Our vectors were linearized through digestion by restriction enzymes and our inserts were PCR-generated.
Restriction enzyme-treated vectors can have 5´ overhangs, 3´ overhangs or blunt ends.

One of the unique features of this Assembly Master Mix is its ability to remove both 3´ and 5´ end flap sequences upon fragment assembly.

T5 Exonuclease removes the bases from the 5-prime end, generating a 3-prime overhang. After that, single-stranded 3-prime ends can anneal, the DNA polymerase fills in the occurring gap and DNA ligase joins the adjacent fragments.

In that way, the 3´- and 5´-end flap sequences occurring after a particular restriction enzyme digestion are removed.
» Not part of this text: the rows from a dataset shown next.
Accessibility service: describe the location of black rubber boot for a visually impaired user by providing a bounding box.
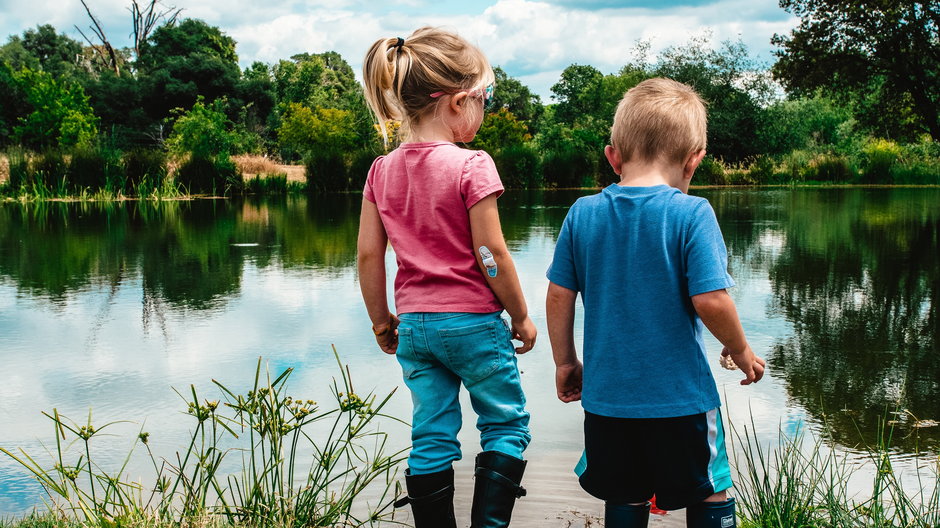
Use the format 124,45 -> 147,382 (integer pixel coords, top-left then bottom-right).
685,497 -> 738,528
604,502 -> 651,528
395,468 -> 457,528
470,451 -> 526,528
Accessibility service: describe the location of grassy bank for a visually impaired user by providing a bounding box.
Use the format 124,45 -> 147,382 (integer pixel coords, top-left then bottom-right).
0,351 -> 404,527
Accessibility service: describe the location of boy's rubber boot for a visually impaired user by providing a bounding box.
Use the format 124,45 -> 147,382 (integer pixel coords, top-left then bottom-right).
685,497 -> 737,528
470,451 -> 526,528
395,468 -> 457,528
604,502 -> 652,528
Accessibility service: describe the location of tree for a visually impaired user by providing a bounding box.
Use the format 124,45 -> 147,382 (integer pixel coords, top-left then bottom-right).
14,69 -> 98,149
278,103 -> 356,158
492,66 -> 542,126
137,18 -> 241,119
772,0 -> 940,141
0,24 -> 82,78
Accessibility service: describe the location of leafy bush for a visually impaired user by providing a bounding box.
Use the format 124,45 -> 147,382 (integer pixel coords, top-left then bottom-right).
349,150 -> 376,191
67,146 -> 124,191
175,156 -> 243,195
493,144 -> 542,189
692,155 -> 729,185
124,149 -> 167,192
304,149 -> 349,193
862,139 -> 901,183
6,147 -> 31,191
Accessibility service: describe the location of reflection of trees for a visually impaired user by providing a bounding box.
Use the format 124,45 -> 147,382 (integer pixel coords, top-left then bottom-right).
0,195 -> 361,314
770,189 -> 940,448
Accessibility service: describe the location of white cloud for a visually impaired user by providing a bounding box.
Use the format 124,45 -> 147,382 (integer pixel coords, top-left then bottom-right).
0,0 -> 796,101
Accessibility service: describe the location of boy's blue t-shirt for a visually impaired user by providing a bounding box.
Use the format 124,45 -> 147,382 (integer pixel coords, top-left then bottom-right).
547,184 -> 734,418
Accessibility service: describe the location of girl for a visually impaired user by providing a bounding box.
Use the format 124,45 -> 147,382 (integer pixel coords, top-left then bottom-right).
358,27 -> 536,528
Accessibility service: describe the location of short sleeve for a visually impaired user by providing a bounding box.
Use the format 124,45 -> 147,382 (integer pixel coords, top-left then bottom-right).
460,150 -> 503,209
362,156 -> 385,203
685,200 -> 734,296
545,204 -> 581,291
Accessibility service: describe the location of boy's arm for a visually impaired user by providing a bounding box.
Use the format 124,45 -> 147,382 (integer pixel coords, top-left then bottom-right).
470,194 -> 536,354
692,290 -> 766,385
545,282 -> 583,403
356,199 -> 398,354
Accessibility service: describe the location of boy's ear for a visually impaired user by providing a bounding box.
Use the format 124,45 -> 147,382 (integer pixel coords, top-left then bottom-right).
604,145 -> 623,176
682,149 -> 705,180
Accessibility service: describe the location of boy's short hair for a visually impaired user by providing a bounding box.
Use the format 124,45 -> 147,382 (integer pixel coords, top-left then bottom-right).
610,78 -> 707,163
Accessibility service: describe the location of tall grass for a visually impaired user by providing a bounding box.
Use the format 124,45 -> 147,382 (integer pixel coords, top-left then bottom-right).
732,414 -> 940,528
0,350 -> 404,527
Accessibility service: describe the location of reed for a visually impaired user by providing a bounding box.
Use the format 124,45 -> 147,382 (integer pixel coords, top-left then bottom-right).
732,412 -> 940,528
0,349 -> 404,528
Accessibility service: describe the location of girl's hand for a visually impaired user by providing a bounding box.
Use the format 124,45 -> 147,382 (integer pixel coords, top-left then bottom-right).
512,315 -> 538,354
372,314 -> 399,354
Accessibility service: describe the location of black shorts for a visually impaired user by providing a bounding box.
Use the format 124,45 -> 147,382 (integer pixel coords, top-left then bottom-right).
578,409 -> 731,510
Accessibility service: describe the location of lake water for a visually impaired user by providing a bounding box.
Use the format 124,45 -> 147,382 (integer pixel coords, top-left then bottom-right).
0,188 -> 940,514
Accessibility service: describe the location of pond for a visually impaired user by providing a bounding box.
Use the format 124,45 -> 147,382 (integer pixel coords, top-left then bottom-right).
0,188 -> 940,514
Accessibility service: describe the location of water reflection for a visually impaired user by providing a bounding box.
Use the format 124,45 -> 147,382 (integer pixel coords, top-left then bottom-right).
0,189 -> 940,511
This allows fragments generated by restriction enzyme digestion to assemble while eliminating the remaining restriction site sequences on both the 5´ and 3´ ends in the fragment junction.

Primer Design

The first part of HiFi DNA Assembly is the Primer design. The basic rules we followed to design our primers are as follows:

The entire overlap sequence must originate from the vector sequence and must be added to primers that will be used to amplify the insert.

The overlap region of the forward primer for the gene of interest (orange) should line up with the 3´ end of the overhang on the vector’s left arm. This primer should also include a gene-specific sequence at its 3´-end (gray).

Primer design - HiFi DNA Assembly

IRIS’s chromosomal DNA is also synthetically engineered. Clonetegration is a commonly used method for editing bacterial chromosomal DNA and incorporating gene inserts into it.

Clonetegration is a two-plasmid system designed to integrate a gene into a specific site within the bacterial chromosome. This approach combines DNA Cloning/assembly and chromosomal integration into a single procedure.

Clonetegration relies on bacteriophage-derived integrases, which are naturally involved in recombination processes between specific DNA sequences. These integrases typically mediate recombination between attB sequences in the bacterial chromosome and an attP sequence found on bacteriophage.

These attP sequences are incorporated into a plasmid, so they direct the integration of that plasmid into the chromosomal attB sequence. Clonetegration comprises two key plasmids:

OSIP plasmid
E-FLP plasmid

OSIP Plasmid:

OSIP is practically the plasmid responsible for the integration of the gene of interest in the bacterial chromosomal DNA. It is composed of two modules:

Integration/Propagation Module

This module includes the following components:

Site-specific Recombinase Gene: This gene is controlled by the lamda Cl ts repressor facilitating precise site-specific recombination between attP and attB sequences.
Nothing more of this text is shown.